Enhanced Properties and Applications

With the one-pot process, we are making auxetic foam available to all. This technology boasts a remarkable set of characteristics that render it indispensable in various commercial applications. A quick literature search on the properties of auxetic foam will highlight the superior support factor, fatigue resistance and energy absorption compared to current foams on the market. 

Entirely unprecedented, the support factor of our auxetic foams have an initial soft and luxurious feel, yet as greater force is applied, a symmetrically increasing response of support follows as seen in the video below, making the foam contract under the point of force. This also means weight is distributed over a given area more evenly, thus improving pressure distribution and making it an ideal material to be used for comfort and support in mattresses and seats.

Fatigue resistance refers to the ability to withstand repeated cycles of compression without sinking in.

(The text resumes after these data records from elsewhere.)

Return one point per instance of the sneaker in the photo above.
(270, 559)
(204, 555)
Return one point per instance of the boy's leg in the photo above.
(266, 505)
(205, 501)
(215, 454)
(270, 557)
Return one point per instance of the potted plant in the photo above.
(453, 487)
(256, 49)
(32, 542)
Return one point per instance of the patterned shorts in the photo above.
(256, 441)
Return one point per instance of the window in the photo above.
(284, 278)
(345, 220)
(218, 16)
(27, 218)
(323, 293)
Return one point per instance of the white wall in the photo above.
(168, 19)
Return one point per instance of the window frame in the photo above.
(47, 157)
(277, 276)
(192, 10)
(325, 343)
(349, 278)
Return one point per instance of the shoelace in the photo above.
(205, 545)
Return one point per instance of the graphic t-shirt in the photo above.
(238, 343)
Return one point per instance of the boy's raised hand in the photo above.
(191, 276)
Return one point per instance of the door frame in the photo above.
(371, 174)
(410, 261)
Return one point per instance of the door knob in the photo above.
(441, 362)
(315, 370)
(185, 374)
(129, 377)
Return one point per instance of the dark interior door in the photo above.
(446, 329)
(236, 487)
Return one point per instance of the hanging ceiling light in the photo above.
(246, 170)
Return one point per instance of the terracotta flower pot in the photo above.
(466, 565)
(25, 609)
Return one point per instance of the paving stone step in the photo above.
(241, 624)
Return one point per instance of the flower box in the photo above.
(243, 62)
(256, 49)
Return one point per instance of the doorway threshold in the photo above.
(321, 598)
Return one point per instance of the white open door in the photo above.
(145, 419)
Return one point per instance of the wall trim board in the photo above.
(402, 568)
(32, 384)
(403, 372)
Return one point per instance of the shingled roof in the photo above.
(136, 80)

Making it ideal for applications requiring long-term durability, such as in cushioning materials, sportswear, and automotive components, ensuring reliability and performance over extended periods of use. So even after a lifetime of use, the foam still feels brand new.

Auxetic foams possess exceptional energy absorption properties, efficiently dissipating impact and shock energy. Their unique cellular structure allows them to absorb and distribute forces evenly, making them invaluable for applications in safety gear, sports equipment, and automotive components, enhancing safety and reducing the risk of injury during impacts.


Auxetic foams represent a fascinating class of materials with remarkable mechanical properties, including their distinctive negative Poisson’s ratio, which sets them apart from conventional materials. These foams have potential across a wide range of industries, from healthcare and sports to upholstery and acoustics, thanks to their versatility, durability, and ability to enhance performance and safety. As our research and development continue, the potential applications for auxetic foams are likely to expand further, opening up new avenues for innovation and improved product design in the future.